Cadherin cis and trans interactions are mutually cooperative

Cadherin transmembrane proteins are responsible for intercellular adhesion in all biological tissues and modulate tissue morphogenesis, cell motility, force transduction, and macromolecular transport. The protein-mediated adhesions consist of adhesive trans interactions and lateral cis interactions. Although theory suggests cooperativity between cis and trans bonds, direct experimental evidence of such cooperativity has not been demonstrated.

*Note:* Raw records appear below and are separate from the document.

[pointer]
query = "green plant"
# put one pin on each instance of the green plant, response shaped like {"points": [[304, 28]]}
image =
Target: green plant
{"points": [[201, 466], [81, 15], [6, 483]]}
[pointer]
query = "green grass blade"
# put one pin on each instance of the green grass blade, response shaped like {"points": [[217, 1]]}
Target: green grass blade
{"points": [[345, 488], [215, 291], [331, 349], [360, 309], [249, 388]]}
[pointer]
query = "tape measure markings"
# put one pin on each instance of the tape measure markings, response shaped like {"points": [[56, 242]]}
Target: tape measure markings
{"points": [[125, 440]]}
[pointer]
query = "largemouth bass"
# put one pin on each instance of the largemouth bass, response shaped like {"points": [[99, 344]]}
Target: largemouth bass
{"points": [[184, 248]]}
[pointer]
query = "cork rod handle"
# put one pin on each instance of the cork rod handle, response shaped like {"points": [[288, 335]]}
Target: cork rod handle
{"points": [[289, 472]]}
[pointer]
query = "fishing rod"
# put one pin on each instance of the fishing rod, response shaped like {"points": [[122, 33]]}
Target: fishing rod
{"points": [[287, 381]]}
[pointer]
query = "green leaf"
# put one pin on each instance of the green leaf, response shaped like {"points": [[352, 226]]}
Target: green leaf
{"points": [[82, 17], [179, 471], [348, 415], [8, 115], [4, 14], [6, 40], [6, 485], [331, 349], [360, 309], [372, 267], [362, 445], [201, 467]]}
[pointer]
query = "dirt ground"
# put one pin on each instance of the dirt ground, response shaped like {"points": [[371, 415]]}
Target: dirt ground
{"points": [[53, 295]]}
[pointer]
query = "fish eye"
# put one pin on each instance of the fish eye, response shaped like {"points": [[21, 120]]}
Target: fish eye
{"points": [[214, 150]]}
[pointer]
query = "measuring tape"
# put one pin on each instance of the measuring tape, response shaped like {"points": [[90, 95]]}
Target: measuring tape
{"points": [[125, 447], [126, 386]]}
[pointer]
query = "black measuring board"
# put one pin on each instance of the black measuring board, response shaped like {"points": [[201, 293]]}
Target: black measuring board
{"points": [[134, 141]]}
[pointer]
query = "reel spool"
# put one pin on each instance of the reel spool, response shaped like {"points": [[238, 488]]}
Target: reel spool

Here, the use of superresolution microscopy, in conjunction with intermolecular single-molecule Förster resonance energy transfer, demonstrated the mutual cooperativity of cis and trans interactions. Results further demonstrate the consequent assembly of large intermembrane junctions, using a biomimetic lipid bilayer cell adhesion model. Notably, the presence of cis interactions resulted in a nearly 30-fold increase in trans-binding lifetimes between epithelial-cadherin extracellular domains. In turn, the presence of trans interactions increased the lifetime of cis bonds. Importantly, comparison of trans-binding lifetimes of small and large cadherin clusters suggests that this cooperativity is primarily due to allostery. The direct quantitative demonstration of strong mutual cooperativity between cis and trans interactions at intermembrane adhesions provides insights into the long-standing controversy of how weak cis and trans interactions act in concert to create strong macroscopic cell adhesions.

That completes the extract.